A democratic system in which the executive is not accountable to the elected parliament, which lacks an independent and credible judiciary, and where effective service delivery mechanisms are absent, in Nepal’s context, will undermine the peace process, the very foundation of political change inaugurated in 2006. The Truth and Reconciliation Commission (TRC) that would cease to exist in three months has not been able to take up any of the 61,000 human rights violation cases that took place during the Maoist insurgency because political parties, mainly the Maoists, refused to cooperate, out of fear that their top leaders and cadres could face trial.

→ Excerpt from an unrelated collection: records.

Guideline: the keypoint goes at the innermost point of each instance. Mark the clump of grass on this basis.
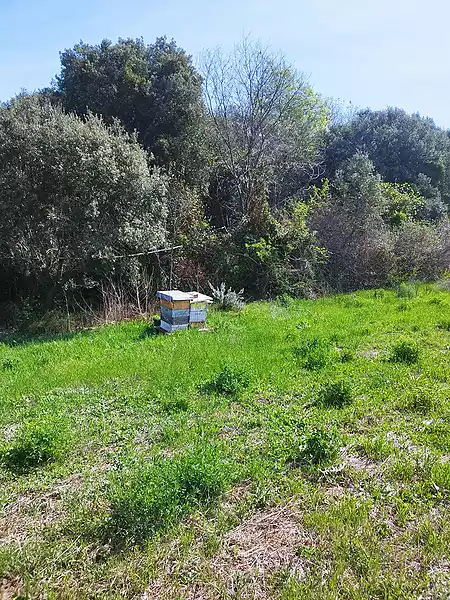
(336, 394)
(346, 355)
(146, 498)
(377, 447)
(175, 404)
(230, 381)
(313, 354)
(445, 325)
(35, 444)
(321, 446)
(405, 351)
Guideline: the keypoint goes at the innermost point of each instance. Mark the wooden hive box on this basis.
(175, 310)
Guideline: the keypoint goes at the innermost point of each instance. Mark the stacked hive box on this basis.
(197, 314)
(180, 310)
(175, 309)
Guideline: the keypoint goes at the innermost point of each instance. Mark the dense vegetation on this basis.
(238, 166)
(299, 449)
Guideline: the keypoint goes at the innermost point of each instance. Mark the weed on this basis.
(377, 447)
(405, 351)
(149, 497)
(321, 446)
(230, 381)
(227, 299)
(346, 355)
(35, 444)
(407, 290)
(313, 354)
(336, 394)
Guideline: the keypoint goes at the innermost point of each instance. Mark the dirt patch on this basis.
(33, 511)
(251, 554)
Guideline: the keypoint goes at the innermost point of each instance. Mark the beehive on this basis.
(180, 310)
(175, 309)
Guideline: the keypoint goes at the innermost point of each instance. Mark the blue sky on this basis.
(372, 53)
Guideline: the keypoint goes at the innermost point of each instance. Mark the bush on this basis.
(146, 498)
(35, 444)
(313, 354)
(407, 290)
(321, 446)
(227, 299)
(230, 381)
(337, 394)
(405, 351)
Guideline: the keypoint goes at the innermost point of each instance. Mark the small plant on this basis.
(230, 381)
(405, 351)
(145, 498)
(313, 354)
(337, 394)
(35, 444)
(407, 290)
(227, 299)
(346, 355)
(321, 446)
(444, 325)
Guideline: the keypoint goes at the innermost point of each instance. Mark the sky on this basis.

“We have turned helpless in this political set-up,” says Krishna Adhikari, who was severely wounded when a public transport bus he was travelling in was ambushed by the Maoists a decade ago in Chitwan district. Thirty-eight passengers had died in that incident. “This was the worst case that took place during the insurgency,” Maoist chief Dahal, now a parliamentary candidate, admitted at an election rally last week. However, he neither promised justice to the victims nor did he apologise to them on behalf of his party. “We can’t do much, but the TRC must fulfil its mandate,” says National Human Rights chairman, Anup Raj Sharma. Many however, fear that the TRC and the peace process will be dead if the Alliance wins. It could well mean that the victims of the insurgency can’t expect any justice.

In the midst of all this confusion, questions are being raised about the transparency or lack of it on the part of the Election Commission. Misuse of government funds by the ruling parties, including the distribution of discretionary funds, has become brazen and routine. President Bidya Devi Bhandari signed a bill to ensure transparency in the conduct of private medical colleges only after a public-spirited doctor, K.C. Govinda, threatened to go on indefinite fast. In the past six years, he has sat on hunger strike 15 times for the purpose.

The hiccups aside, all eyes are focussed on “the historic election” that is sure to deliver a parliament, most likely with the Left Alliance in majority. That, however, does not guarantee a new lease of life for democracy in Nepal.